Ab heute ist es offiziell: Es gibt eine „Dritte Verordnung zur Änderung der Mindestunterhaltsverordnung“ (VO v. 3.11.2020, BGBl. I, 2344).
Es deutete sich schon im August mit der Bekanntgabe der (vorläufigen) neuen Regelbedarfe an, mit der Veröffentlichung des 13. Existenzminimumberichts wurde es dann im September offensichtlich: Die sozialrechtlichen Bedarfe für Kinder sind von einem Jahr zum nächsten sehr viel stärker gestiegen, als es bei der Festsetzung des Mindestunterhalts für 2021 prognostiziert worden war. Der Grund dafür sind die im Frühsommer publizierten Daten der jüngsten Einkommens- und Verbrauchsstichprobe (EVS 2018), die dann noch einmal gemäß der Lohn- und Preisentwicklung fortgeschrieben werden mussten.

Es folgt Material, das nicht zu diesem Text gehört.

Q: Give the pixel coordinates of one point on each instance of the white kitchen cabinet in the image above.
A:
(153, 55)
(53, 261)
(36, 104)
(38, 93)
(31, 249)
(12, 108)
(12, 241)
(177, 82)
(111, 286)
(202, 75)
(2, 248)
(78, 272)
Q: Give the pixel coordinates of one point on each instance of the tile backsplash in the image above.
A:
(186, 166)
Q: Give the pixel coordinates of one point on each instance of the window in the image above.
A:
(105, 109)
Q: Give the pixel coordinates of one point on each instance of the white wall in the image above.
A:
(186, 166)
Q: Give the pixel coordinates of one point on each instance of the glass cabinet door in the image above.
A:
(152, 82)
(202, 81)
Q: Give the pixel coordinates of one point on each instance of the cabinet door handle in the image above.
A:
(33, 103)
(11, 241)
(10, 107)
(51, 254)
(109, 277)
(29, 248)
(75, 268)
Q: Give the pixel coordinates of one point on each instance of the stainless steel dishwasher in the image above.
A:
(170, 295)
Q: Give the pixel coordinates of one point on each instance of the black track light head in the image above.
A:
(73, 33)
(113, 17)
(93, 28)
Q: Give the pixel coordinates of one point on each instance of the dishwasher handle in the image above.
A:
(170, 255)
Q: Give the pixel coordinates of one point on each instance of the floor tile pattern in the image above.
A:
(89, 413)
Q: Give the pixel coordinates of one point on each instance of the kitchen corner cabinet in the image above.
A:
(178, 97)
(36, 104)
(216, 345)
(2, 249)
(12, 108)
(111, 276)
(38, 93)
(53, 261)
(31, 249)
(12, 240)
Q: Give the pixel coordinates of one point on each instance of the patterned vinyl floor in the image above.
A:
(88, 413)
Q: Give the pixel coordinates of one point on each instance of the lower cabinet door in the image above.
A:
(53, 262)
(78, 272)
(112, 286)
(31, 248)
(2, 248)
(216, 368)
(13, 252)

Das Ergebnis ist ein für Kinder steuerfrei zu stellendendes Existenzminimum von 5.412 Euro in 2021, also 541 Euro im Monat und damit 17 Euro mehr als in der zweiten Änderungsverordnung festgesetzt worden war. Eine so hohe Abweichung forderte eine Reaktion des Gesetzgebers heraus, der den Mindestunterhalt außerhalb des durch § 1612a Abs. 4 BGB vorgegeben Turnus an diese aktuelle Entwicklung angepasst hat. Der Mindestunterhalt wird sich daher ab Januar 2021 auf 393/451/528 Euro belaufen. Bei einem um mehr als 6% höheren Unterhalt handelt es sich um eine erhebliche Steigerung in einer Zeit, in der nicht wenige Arbeitnehmer mit den Folgen der Pandemie belastet sind. Daher ist es nur ein schwacher Trost, dass es zum Januar eine mit 15 Euro ebenfalls überproportionale Erhöhung des Kindergeldes geben wird. Diese genügt nicht, um den erhöhten Bedarf vollständig zu decken. Statt wie erwartet nahezu gleichbleibender Zahlbeträge ist beim Mindestunterhalt mit einer um 16,50 bis 23,50 Euro höheren Zahllast zu rechnen.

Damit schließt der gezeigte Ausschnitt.